Antonia (Samantha Power) returns home laden with "liberated" food, empowered and excited by joining the housewives’ protest. Apart from her worries about being caught by the police, she’s also worried about being found out by her husband, a law-abiding, process-respecting trade-unionist factory worker. The arrival of her friend Margherita (Katherine Pearce) offers a great opportunity for a ludicrous plot to hide the swag in the guise of an unlikely pregnancy. The brilliant performances quickly develop into farce, encompassing a political message and a call to action.
As with all farces, audience members climb on board at their own, different, speeds. The modern relevance and references delivered at pace by a committed and talented cast of five and director Bryony Shanahan, quickly bring widespread gasps and laughter. They are aided by Cecile Tremolieres’ simply bonkers set, colourful and confusing but offering excellent opportunities for further laughter.
Fo’s work is rooted in reality and the original was prompted by real events in 1970s, Italy. That individual communal defiance is less apparent in today’s world, for a whole host of reasons. But today’s world gives plenty of opportunities for political comments to be layered under and above the continuing farce. There is a strong audience response to comments on corruption, profiteering, government incompetence, and self-seeking collaboration from those who should represent and protect the working-class. Modern times certainly provide plenty of context for Fo’s barbs.
The show ends with a strong political speech, and a standing ovation, well deserved by the five actors , directors and designers.

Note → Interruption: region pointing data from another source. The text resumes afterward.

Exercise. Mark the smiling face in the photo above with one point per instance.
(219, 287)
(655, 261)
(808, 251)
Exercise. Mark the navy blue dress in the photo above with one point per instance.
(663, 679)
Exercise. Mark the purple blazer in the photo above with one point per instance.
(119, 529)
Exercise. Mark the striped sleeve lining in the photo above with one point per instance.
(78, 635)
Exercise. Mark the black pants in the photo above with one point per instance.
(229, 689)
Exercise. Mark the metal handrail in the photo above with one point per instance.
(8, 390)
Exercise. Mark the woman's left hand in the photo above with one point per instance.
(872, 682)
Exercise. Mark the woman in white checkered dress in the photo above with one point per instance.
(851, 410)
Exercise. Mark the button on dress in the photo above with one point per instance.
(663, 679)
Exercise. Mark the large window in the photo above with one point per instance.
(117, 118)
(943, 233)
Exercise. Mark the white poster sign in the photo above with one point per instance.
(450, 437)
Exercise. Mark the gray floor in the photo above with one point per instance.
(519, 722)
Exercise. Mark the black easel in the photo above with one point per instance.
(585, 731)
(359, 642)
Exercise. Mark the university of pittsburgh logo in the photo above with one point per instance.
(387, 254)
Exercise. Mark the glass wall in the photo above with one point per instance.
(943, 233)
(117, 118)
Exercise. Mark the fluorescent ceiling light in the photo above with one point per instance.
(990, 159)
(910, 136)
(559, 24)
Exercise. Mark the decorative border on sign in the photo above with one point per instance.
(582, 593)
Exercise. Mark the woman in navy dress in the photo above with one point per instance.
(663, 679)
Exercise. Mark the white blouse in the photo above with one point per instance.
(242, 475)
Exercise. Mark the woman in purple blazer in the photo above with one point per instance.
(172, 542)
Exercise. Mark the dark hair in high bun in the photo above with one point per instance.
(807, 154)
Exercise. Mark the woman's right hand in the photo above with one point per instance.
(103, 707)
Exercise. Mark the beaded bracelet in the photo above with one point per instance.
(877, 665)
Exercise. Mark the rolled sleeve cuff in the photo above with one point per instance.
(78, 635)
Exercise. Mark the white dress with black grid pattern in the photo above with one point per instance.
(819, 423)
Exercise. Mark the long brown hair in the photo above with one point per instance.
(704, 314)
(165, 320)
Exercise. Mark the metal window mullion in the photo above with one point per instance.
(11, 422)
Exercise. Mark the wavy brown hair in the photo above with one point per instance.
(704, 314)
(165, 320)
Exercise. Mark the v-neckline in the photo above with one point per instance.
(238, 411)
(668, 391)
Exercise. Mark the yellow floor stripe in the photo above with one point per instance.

The greatest political farce raises questions and challenges with new opportunities to, maybe, see things differently: the audience might leave the theatre with a different outlook than when they entered, and often a willingness to look again at their beliefs and attitudes in relation to certain events.
This production might not achieve that, largely acting as an echo chamber for existing beliefs, and sits less comfortably with those who don’t share them.
But Ii’s certainly worth a visit, and a chance to make up your own mind.